The PRDMA stands for Persistent Remote Direct Memory Access.

On the K computer, the libprdma runs on top of the Open MPI based Fujitsu MPI, and replaces the original MPI Persistent-Communication related API functions.


How to use the libprdma library

The librpdma can execute your MPI Persistent Communication program without any modications.

To use libprdma on the K computer, you need to dynamically link the library before your MPI application is run, by setting the LD_PRELOAD environment variable.

Typically, change in the script file as follows:

mpiexec ./a.out ...

to

PRDMA_HOME=/opt/aics/prdma/current
mpiexec \

-x LD_PRELOAD=${PRDMA_HOME}/lib64/libprdma.so \
./a.out ...

where the "mpiexec -x NAME=VALUE" option means that the user's program executes on the remote nodes after the specified environment variable NAME is set to the VALUE.
The install path (in "K" login node and the computation nodes) is
/opt/aics/prdma/current/lib64/libprdma.so.

See also a sample job scripts in /opt/aics/prdma/templates/run-templ-01.sh on "K" login nodes.

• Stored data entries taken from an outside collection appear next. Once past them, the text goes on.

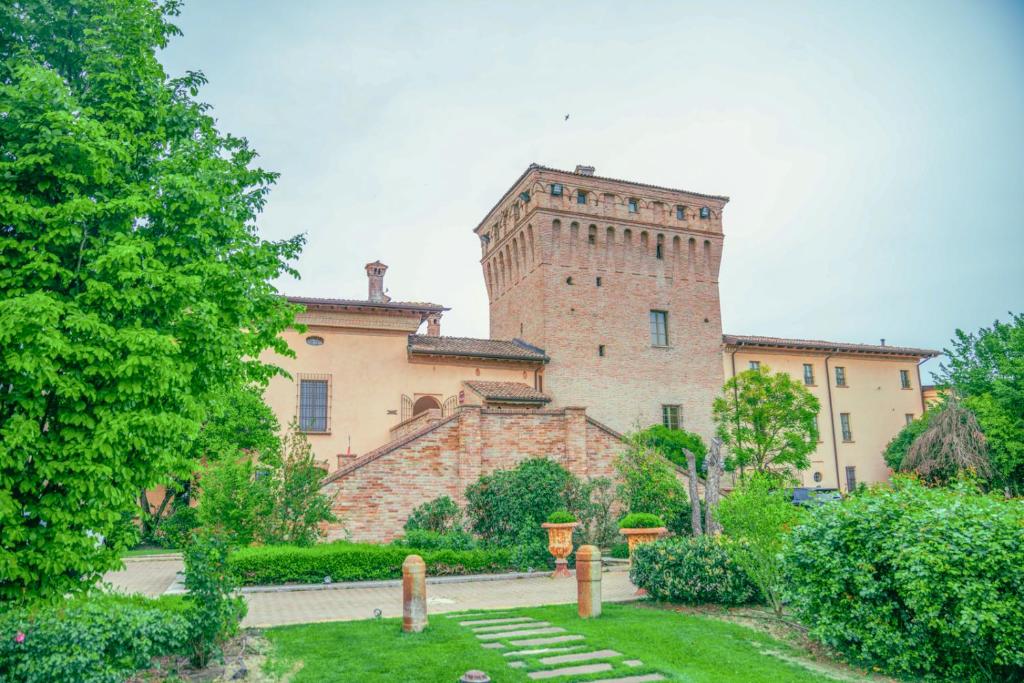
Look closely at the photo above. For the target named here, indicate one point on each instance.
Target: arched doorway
(424, 403)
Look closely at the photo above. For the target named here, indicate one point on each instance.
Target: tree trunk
(691, 464)
(713, 485)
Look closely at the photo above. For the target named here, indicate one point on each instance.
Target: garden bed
(344, 561)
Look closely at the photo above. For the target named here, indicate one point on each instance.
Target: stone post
(589, 582)
(414, 594)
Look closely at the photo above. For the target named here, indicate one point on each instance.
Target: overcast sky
(873, 152)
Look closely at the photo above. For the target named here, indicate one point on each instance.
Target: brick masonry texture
(374, 496)
(535, 248)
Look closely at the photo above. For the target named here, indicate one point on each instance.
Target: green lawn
(684, 647)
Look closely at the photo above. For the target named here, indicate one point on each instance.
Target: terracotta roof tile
(514, 349)
(508, 391)
(820, 345)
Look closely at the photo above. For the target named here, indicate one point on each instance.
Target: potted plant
(640, 527)
(560, 524)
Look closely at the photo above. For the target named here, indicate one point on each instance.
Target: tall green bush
(693, 570)
(756, 518)
(915, 581)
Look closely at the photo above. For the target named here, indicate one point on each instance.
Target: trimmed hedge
(914, 581)
(342, 560)
(692, 570)
(93, 639)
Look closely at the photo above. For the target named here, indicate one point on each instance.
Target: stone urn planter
(560, 545)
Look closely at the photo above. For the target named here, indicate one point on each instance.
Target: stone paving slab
(581, 656)
(569, 671)
(282, 607)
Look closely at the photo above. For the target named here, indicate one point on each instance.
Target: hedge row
(350, 561)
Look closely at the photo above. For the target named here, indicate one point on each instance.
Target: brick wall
(375, 495)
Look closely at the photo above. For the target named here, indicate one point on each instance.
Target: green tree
(134, 288)
(985, 371)
(756, 518)
(767, 421)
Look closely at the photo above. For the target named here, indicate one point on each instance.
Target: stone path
(541, 650)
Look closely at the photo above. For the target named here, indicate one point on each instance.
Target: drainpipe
(832, 421)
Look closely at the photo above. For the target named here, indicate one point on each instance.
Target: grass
(684, 647)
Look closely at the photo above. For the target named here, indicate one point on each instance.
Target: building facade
(604, 316)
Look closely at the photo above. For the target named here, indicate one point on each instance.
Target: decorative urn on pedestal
(560, 525)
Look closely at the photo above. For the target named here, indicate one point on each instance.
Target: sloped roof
(420, 306)
(514, 349)
(513, 392)
(821, 345)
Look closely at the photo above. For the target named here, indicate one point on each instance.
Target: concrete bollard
(589, 582)
(414, 594)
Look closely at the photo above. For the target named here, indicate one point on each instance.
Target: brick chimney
(375, 273)
(434, 325)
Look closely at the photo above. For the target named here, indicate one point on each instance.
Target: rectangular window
(658, 328)
(313, 404)
(844, 421)
(671, 417)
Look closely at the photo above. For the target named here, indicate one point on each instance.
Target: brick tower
(617, 282)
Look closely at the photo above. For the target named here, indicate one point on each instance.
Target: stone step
(510, 627)
(581, 656)
(545, 641)
(507, 620)
(524, 632)
(569, 671)
(542, 650)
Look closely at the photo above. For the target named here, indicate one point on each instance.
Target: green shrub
(92, 639)
(640, 520)
(213, 612)
(692, 570)
(756, 518)
(424, 540)
(440, 515)
(561, 517)
(918, 582)
(349, 561)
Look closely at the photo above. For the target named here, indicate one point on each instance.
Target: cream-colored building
(867, 393)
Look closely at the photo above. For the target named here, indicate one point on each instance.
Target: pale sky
(873, 152)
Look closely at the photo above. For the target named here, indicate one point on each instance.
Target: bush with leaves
(647, 482)
(756, 518)
(441, 515)
(507, 508)
(93, 638)
(915, 581)
(214, 611)
(693, 570)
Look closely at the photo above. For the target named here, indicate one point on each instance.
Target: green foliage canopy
(767, 420)
(134, 288)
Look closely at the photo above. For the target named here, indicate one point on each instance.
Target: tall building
(617, 282)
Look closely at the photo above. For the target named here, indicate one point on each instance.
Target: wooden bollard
(589, 582)
(414, 594)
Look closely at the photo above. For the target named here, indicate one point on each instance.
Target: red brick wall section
(374, 500)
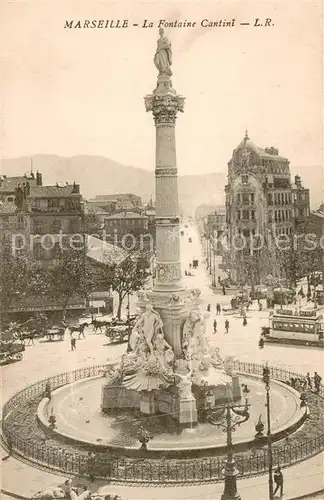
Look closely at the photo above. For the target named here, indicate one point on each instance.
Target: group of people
(307, 383)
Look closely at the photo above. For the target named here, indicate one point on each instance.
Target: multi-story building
(55, 212)
(260, 198)
(8, 185)
(214, 228)
(300, 210)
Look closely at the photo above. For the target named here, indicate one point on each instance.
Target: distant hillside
(100, 175)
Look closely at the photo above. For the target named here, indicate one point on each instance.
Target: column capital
(164, 107)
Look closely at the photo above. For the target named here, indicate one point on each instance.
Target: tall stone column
(165, 103)
(168, 292)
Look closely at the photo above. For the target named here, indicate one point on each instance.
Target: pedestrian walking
(317, 382)
(73, 342)
(278, 479)
(81, 332)
(309, 380)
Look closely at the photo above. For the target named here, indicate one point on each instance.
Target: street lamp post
(228, 424)
(266, 379)
(210, 254)
(214, 269)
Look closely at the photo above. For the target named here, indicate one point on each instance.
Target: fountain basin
(79, 420)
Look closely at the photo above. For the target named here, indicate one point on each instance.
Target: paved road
(48, 358)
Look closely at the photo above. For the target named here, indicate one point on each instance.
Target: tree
(20, 276)
(128, 277)
(93, 225)
(70, 276)
(299, 260)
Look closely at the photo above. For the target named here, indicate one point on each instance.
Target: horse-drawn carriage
(118, 334)
(11, 350)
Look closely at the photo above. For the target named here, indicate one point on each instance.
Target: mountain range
(101, 175)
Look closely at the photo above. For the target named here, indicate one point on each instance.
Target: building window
(39, 226)
(56, 226)
(246, 199)
(74, 225)
(38, 252)
(53, 203)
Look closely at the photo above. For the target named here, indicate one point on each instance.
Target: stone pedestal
(147, 404)
(236, 387)
(187, 412)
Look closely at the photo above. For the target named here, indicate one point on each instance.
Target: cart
(11, 351)
(118, 334)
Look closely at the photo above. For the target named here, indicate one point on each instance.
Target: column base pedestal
(187, 413)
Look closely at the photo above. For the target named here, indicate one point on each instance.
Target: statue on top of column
(163, 55)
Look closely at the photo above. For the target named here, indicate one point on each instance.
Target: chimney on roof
(76, 188)
(298, 181)
(39, 179)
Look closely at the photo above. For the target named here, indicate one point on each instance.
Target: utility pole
(266, 379)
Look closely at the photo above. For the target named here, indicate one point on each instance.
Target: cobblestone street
(48, 358)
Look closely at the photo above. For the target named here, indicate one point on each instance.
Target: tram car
(289, 327)
(11, 350)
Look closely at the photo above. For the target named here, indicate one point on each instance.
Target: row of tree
(70, 275)
(290, 263)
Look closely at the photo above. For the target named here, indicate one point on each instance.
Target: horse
(79, 329)
(22, 336)
(98, 325)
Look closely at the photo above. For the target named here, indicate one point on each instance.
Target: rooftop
(57, 191)
(127, 215)
(270, 153)
(7, 207)
(112, 197)
(9, 184)
(104, 252)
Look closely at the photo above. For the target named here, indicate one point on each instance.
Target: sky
(80, 91)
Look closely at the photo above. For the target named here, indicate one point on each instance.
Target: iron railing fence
(144, 470)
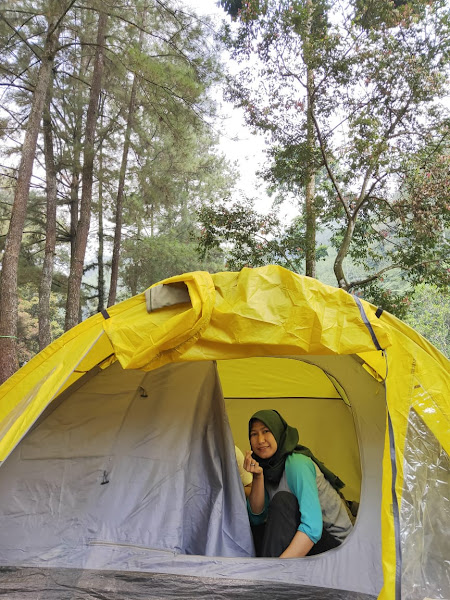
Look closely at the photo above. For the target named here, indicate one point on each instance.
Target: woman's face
(262, 440)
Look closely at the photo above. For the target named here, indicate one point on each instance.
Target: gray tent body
(134, 471)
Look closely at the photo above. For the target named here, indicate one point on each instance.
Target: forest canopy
(112, 177)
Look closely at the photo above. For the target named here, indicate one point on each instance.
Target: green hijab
(287, 443)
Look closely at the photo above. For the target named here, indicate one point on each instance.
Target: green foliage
(250, 239)
(374, 74)
(150, 259)
(27, 326)
(429, 314)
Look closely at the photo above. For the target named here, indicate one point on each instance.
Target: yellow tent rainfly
(117, 441)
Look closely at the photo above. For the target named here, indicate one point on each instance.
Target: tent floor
(22, 583)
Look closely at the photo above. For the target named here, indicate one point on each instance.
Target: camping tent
(117, 440)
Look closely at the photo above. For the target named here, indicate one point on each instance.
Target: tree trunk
(50, 233)
(310, 251)
(76, 268)
(342, 253)
(120, 194)
(77, 145)
(100, 261)
(310, 213)
(8, 281)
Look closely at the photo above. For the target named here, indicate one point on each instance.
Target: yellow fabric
(254, 313)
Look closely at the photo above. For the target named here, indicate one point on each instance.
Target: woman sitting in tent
(294, 507)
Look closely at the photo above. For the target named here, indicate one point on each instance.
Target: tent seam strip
(367, 323)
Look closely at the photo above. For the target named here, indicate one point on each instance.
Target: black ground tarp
(30, 583)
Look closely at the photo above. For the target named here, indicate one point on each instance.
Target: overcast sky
(237, 142)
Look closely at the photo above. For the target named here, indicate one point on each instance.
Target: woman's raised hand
(251, 465)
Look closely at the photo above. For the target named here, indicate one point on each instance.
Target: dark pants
(274, 536)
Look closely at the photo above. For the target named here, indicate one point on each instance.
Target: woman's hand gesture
(251, 465)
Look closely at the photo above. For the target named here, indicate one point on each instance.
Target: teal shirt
(300, 475)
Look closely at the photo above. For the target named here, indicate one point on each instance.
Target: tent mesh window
(425, 515)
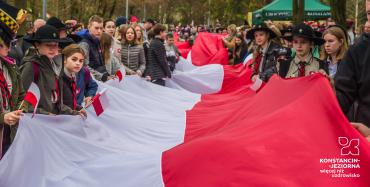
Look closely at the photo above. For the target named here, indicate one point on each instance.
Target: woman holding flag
(304, 63)
(45, 69)
(11, 90)
(78, 85)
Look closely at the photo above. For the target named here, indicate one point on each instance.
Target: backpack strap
(36, 72)
(87, 76)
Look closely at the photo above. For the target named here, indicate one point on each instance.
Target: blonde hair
(72, 49)
(341, 36)
(141, 39)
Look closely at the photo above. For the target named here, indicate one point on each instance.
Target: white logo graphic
(349, 147)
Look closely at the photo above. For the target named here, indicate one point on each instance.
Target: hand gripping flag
(33, 96)
(120, 74)
(99, 102)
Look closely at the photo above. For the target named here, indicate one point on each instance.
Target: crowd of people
(66, 60)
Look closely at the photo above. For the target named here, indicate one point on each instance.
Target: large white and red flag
(290, 133)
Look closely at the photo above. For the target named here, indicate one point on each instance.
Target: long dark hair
(106, 42)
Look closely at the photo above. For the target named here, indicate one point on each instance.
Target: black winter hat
(10, 18)
(46, 33)
(121, 20)
(260, 27)
(57, 23)
(305, 31)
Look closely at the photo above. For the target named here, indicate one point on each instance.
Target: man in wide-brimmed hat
(352, 80)
(11, 90)
(304, 63)
(264, 64)
(63, 34)
(44, 68)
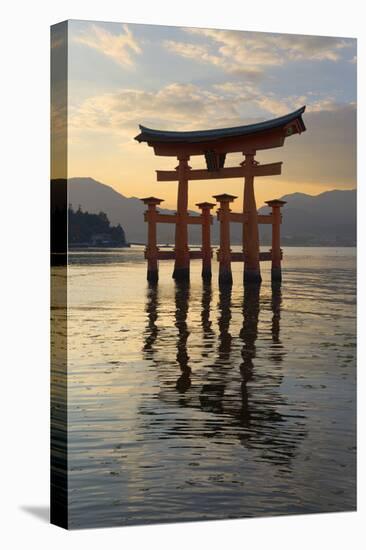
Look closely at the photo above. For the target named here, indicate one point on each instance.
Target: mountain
(325, 219)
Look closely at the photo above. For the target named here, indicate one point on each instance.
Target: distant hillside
(86, 229)
(325, 219)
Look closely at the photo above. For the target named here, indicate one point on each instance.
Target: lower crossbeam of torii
(214, 145)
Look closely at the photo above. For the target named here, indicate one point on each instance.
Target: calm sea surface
(187, 402)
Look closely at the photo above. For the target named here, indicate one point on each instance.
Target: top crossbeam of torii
(215, 144)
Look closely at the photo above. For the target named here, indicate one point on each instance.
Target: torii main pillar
(252, 272)
(181, 265)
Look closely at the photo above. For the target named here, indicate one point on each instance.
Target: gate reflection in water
(240, 412)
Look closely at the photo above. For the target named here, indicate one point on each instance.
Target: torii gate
(214, 145)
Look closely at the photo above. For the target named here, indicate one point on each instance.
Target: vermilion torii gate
(214, 145)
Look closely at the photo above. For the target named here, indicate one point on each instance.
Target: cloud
(175, 106)
(248, 52)
(118, 47)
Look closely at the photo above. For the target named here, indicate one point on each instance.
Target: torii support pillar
(224, 252)
(276, 271)
(151, 251)
(252, 272)
(181, 266)
(206, 239)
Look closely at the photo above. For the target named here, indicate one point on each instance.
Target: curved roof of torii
(164, 136)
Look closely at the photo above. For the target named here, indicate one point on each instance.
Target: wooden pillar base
(181, 273)
(225, 277)
(206, 274)
(276, 274)
(152, 275)
(252, 276)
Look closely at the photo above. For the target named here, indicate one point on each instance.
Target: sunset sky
(123, 75)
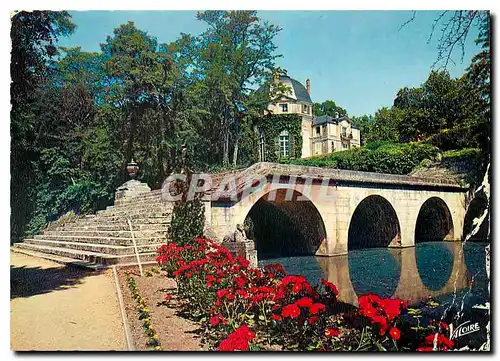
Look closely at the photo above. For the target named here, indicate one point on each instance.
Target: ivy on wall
(272, 125)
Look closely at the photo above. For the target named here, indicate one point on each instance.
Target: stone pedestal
(131, 189)
(245, 249)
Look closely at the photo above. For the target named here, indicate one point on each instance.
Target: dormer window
(284, 144)
(344, 132)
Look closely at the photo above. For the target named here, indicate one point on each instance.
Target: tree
(328, 107)
(33, 35)
(144, 98)
(365, 125)
(479, 71)
(440, 103)
(229, 60)
(454, 27)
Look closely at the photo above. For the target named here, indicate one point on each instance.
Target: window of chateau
(284, 144)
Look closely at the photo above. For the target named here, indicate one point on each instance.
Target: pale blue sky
(357, 58)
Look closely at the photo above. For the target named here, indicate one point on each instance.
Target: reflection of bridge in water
(413, 284)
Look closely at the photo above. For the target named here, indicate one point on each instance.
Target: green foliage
(33, 35)
(468, 136)
(188, 221)
(328, 107)
(226, 62)
(440, 103)
(391, 158)
(272, 125)
(460, 154)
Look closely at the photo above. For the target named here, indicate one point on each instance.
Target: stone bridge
(410, 284)
(326, 212)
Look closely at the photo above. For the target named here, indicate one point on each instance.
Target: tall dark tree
(33, 35)
(229, 60)
(328, 107)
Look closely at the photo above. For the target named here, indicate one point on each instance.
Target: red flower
(395, 333)
(296, 288)
(304, 302)
(382, 322)
(312, 320)
(425, 349)
(214, 321)
(244, 332)
(316, 308)
(221, 293)
(330, 286)
(442, 340)
(391, 307)
(292, 311)
(332, 332)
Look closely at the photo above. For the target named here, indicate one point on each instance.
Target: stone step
(124, 221)
(116, 241)
(133, 214)
(87, 256)
(140, 206)
(115, 227)
(142, 198)
(95, 247)
(58, 259)
(124, 233)
(144, 202)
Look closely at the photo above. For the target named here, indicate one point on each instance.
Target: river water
(449, 272)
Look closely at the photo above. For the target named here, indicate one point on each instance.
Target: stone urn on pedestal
(132, 187)
(240, 246)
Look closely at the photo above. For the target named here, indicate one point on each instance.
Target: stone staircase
(105, 238)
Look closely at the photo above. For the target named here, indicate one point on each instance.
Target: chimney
(276, 76)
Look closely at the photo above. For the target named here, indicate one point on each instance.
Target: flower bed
(247, 309)
(143, 311)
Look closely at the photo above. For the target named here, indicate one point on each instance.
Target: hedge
(382, 157)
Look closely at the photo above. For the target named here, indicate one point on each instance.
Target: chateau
(320, 135)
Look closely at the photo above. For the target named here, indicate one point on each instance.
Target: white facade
(320, 135)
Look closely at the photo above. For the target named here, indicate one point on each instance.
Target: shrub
(188, 221)
(242, 308)
(380, 157)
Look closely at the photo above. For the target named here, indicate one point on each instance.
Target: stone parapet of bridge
(326, 204)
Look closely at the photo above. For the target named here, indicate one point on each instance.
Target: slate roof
(298, 91)
(329, 119)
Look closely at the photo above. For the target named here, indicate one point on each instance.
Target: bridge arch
(284, 222)
(434, 221)
(374, 223)
(476, 209)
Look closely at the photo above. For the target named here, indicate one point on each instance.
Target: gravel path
(54, 307)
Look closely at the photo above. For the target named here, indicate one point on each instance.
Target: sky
(359, 59)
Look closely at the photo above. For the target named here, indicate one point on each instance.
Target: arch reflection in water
(373, 224)
(434, 263)
(434, 222)
(399, 277)
(281, 225)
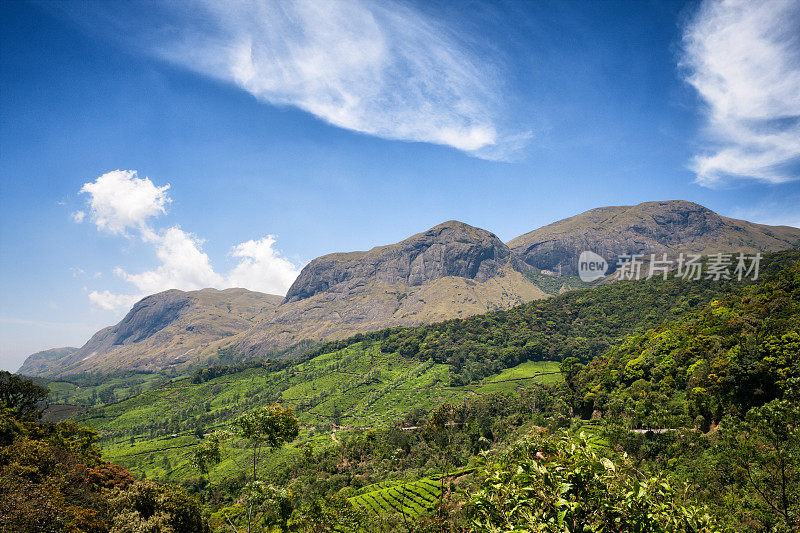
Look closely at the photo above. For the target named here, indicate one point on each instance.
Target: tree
(265, 428)
(20, 394)
(146, 507)
(765, 450)
(559, 484)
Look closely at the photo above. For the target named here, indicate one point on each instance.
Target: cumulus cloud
(111, 301)
(261, 267)
(743, 57)
(182, 263)
(120, 200)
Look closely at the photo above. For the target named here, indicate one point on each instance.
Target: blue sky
(289, 130)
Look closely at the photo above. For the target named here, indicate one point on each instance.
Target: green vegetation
(659, 405)
(552, 484)
(96, 389)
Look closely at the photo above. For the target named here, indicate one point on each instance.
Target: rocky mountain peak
(451, 248)
(650, 227)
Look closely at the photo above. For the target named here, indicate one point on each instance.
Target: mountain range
(452, 270)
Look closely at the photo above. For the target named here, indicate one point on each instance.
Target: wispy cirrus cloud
(377, 67)
(119, 202)
(743, 58)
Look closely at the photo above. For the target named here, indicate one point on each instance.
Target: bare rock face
(449, 249)
(651, 227)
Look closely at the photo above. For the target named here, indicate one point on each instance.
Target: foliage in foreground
(560, 484)
(52, 478)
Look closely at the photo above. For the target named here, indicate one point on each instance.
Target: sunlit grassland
(352, 389)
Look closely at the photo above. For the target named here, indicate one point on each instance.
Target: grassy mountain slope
(38, 363)
(650, 227)
(377, 379)
(163, 331)
(358, 387)
(452, 270)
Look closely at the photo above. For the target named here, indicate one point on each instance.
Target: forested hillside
(514, 420)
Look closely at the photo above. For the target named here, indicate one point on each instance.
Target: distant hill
(165, 330)
(650, 227)
(40, 362)
(452, 270)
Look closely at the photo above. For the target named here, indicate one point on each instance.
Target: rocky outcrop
(652, 227)
(449, 249)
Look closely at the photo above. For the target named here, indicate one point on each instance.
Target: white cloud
(373, 66)
(182, 263)
(261, 267)
(743, 57)
(113, 302)
(119, 200)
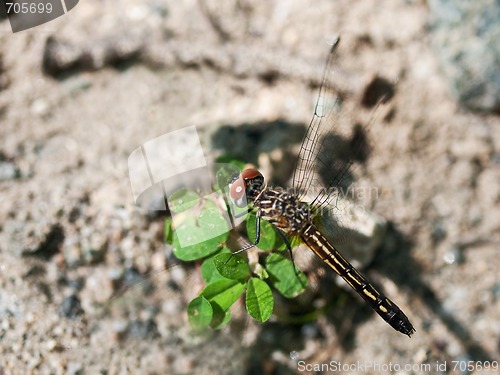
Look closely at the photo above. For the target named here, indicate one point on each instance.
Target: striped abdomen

The following environment variables are used as options in PRDMA.

1)

PRDMA_NOSYNC
If the PRDMA_NOSYNC variable is set to 1, the MPI_Startall operation is started in each process without synchronizing other processes.
PRDMA_NOSYNC If the PRDMA_NOSYNC variable is set to 1, the MPI_Startall operation is started in each process without synchronizing other processes. This option is useful, if the programmer knows that all processes may start the MPI_Startall operation independently because some synchronization, such as a reduction operation, has been issued and after that all memory areas involved with the persistent communication are ready to send/receive.

2)

PRDMA_RDMASIZE
If the message size is smaller than the value of PRDMA_RDMASIZE in byte, the original persistent communication primitive is used. The default value is 13Kbyte.

3)

PRDMA_STATISTIC
Show the statistics of persistent communications in the error log file.

4)

PRDMA_VERBOSE
Show which options have been specified in the error log file.

5)

The following environment variables are for debug purposes.
PRDMA_TRACESIZE
PRDMA_TRACETYPE
PRDMA_NOTRUNK


References:

[ 1 ]

Yutaka Ishikawa, Kengo Nakajima, and Atsushi Hori, "Revisiting Persistent Communication in MPI," EuroMPI 2012: Recent Advances in the Message Passing Interface, LNCS 7490, pp. 296-297, Springer Netherlands, 2012 (poster)

[ 2 ]

Masayuki Hatanaka, Atsuhi Hori, and Yutaka Ishikawa, "Optimization of MPI Persistent Communication," Submitted to EuroMPI 2013, 2013.